Exports are dwindling due to the onslaught of the Russian invasion that has now entered its third week and has been vehemently opposed by nations worldwide. It is estimated that the supply situation is going to worsen across the continent.
Ukraine and Russia together account for about 29 per cent of the world’s wheat, and nearly a fifth of the corn trade, in addition to also being important sources of other commodities and metals. The conflict has led to a surge in commodity and metal prices, adding to inflationary pressures on the global economy. The International Monetary Fund has warned the conflict and subsequent sanctions imposed on Moscow, will have a “severe impact” on the global economy.
The food supply situation could be altered forever as there are very less chances of finding sudden alternatives for depending nations like Egypt, Tunisia, apart from some South African countries like Cameroon, Algeria, Libya, Ethiopia, Kenya, Uganda, Morocco and Mozambique that would also see their wheat and cereal imports slide if Ukraine exports cease.

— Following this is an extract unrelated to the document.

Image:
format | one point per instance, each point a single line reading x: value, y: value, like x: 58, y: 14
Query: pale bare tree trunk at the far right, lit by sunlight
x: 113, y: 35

Ukraine has continued to be a major supplier and these disruptions could mean a long gap for African continent. Other cereals would become 24 per cent more expensive in the long term in Tunisia, almost 9 per cent higher in Algeria and Libya, and more than 4 per cent costlier in Egypt, according to the institute. Wheat prices would go up by 9 per cent in Kenya, 8 per cent in Uganda, 5 per cent in Tunisia, 4 per cent in Mozambique and more than 3 per cent in Egypt, the report said.